I lay on the bed without moving for over an hour. Whatever was at issue here, I realised, wasn't going to get solved by my on-board computer. I needed perspective. I needed a gun.
Time slows down. I am alone in a barren room, under a white sheet - a grey carcass of dried bones. Silence descends like a fog, filling every crack and corner of the room. I am suffocating under a sinking weight....
... and I need a pee, badly.
I then realised why God had built the ‘eat, drink and waste product’ mechanism into living organisms. Without it our pilot-lights would simply go out and we would sink inexorably into despair.
“Clever!” I thought. “Who would have guessed!”
Inside the bathroom I lent against the wall to steady myself and after I’d finished at the toilet, I went to the basin to wash my face and hands, and looked in the mirror, and what a sight I was.
It was a face I hardly knew – drawn, pale and without life. “Jeezus!” I said, “I’m dying on the inside!” and a knot formed in my belly and the fear of death rose up like a white sheet and I fainted.
I don’t know how long I was out, maybe a minute or two, but it’s hard to tell when time has stopped.
Slowly I became conscious of lying on the cold floor, and the right side of my head ached where it must have hit the tiles, but apart from that there seemed to be no damage.
I opened my eyes, groggy, and standing together before me in holographic splendour where the only two women in my life I have really loved.
I closed my eyes and shook my head, just to check I wasn’t hallucinating, and when I opened my eyes again, struggling to come awake, they were still there.

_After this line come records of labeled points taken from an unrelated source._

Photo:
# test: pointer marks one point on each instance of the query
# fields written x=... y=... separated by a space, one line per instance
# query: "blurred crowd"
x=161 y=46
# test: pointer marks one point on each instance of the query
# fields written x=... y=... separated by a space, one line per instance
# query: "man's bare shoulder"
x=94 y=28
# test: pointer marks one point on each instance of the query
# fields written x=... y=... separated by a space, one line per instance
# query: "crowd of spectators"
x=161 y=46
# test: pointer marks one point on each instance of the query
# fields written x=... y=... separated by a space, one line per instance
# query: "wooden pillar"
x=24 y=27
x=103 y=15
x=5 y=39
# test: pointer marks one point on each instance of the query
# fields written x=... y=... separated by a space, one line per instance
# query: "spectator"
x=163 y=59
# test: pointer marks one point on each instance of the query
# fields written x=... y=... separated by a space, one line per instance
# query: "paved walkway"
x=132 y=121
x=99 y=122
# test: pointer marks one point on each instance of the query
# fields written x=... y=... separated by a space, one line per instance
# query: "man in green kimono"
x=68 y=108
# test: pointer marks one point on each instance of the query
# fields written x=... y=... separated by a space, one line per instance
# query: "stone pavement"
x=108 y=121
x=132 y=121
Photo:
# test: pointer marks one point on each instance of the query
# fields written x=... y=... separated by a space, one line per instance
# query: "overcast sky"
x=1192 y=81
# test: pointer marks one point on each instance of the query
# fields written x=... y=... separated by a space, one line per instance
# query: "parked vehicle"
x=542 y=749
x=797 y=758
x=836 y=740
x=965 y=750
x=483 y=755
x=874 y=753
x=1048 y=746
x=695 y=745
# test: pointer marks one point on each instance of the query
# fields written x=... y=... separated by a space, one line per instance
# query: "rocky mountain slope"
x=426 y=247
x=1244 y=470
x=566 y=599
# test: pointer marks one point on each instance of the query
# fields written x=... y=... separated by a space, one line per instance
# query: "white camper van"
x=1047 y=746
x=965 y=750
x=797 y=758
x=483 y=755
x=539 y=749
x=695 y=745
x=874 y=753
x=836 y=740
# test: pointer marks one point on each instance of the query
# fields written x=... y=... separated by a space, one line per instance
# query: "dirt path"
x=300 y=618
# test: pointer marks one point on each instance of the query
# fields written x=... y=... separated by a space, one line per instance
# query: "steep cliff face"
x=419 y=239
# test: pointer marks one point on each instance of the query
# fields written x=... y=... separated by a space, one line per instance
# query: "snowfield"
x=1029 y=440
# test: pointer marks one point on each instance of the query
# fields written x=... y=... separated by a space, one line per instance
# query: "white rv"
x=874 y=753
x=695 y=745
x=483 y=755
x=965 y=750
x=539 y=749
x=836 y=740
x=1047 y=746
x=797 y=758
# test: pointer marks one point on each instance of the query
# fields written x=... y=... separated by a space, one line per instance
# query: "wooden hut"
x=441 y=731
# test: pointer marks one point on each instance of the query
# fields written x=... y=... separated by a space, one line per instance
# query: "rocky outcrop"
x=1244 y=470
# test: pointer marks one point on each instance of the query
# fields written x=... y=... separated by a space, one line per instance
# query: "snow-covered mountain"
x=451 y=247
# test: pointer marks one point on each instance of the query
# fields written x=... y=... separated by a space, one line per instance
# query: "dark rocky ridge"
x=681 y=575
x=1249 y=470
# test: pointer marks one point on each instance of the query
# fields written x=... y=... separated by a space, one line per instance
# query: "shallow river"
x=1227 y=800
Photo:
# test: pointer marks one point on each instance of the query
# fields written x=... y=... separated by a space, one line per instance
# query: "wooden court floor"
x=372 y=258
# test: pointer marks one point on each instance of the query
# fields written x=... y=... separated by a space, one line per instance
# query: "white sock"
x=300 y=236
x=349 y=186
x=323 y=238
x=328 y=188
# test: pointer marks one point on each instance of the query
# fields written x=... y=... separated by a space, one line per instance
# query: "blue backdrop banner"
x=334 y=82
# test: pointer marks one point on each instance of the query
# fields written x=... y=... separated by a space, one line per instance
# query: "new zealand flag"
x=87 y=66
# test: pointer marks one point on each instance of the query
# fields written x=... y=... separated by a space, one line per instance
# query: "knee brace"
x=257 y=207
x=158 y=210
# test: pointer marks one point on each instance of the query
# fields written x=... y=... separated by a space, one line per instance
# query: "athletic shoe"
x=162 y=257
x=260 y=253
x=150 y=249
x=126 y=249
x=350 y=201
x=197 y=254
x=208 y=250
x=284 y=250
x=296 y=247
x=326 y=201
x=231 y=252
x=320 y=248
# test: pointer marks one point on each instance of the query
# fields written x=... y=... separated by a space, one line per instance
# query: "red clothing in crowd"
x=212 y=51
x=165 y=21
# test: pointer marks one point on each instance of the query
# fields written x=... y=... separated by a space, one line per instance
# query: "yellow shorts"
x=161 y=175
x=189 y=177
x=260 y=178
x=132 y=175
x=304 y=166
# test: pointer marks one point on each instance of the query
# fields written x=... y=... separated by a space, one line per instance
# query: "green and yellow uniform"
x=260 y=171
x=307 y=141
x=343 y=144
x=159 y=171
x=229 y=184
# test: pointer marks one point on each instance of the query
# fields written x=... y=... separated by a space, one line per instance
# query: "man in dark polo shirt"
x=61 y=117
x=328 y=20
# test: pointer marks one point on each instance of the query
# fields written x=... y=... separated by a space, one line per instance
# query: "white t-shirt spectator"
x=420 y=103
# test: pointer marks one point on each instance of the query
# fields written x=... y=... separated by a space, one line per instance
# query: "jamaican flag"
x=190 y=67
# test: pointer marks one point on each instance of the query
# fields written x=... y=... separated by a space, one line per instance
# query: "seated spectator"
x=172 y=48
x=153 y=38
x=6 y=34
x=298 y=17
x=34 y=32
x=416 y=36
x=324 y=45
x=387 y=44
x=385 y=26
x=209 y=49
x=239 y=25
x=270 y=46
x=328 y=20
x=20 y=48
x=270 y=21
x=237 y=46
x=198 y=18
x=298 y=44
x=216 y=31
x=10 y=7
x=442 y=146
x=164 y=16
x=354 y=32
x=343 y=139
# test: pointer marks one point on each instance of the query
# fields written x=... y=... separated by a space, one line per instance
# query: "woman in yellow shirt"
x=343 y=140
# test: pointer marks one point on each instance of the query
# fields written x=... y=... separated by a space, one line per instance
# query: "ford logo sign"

And they were radiant. They were the most radiant creatures I’d ever seen in my life, and they were looking down at me and smiling, and the kindness in their eyes just broke me.
And I started to weep great sobs (and I could feel my sinuses clearing up!) and I said, out of nowhere: “I’m sorry I lost you! I’m sorry I didn’t hold on! I just didn’t know how to reach far enough!”
And both of them broke into broad grins, and then they left, so I hoisted myself up off the floor, took a cold shower, went back into the bedroom, lay back down on the bed and fell down a hole.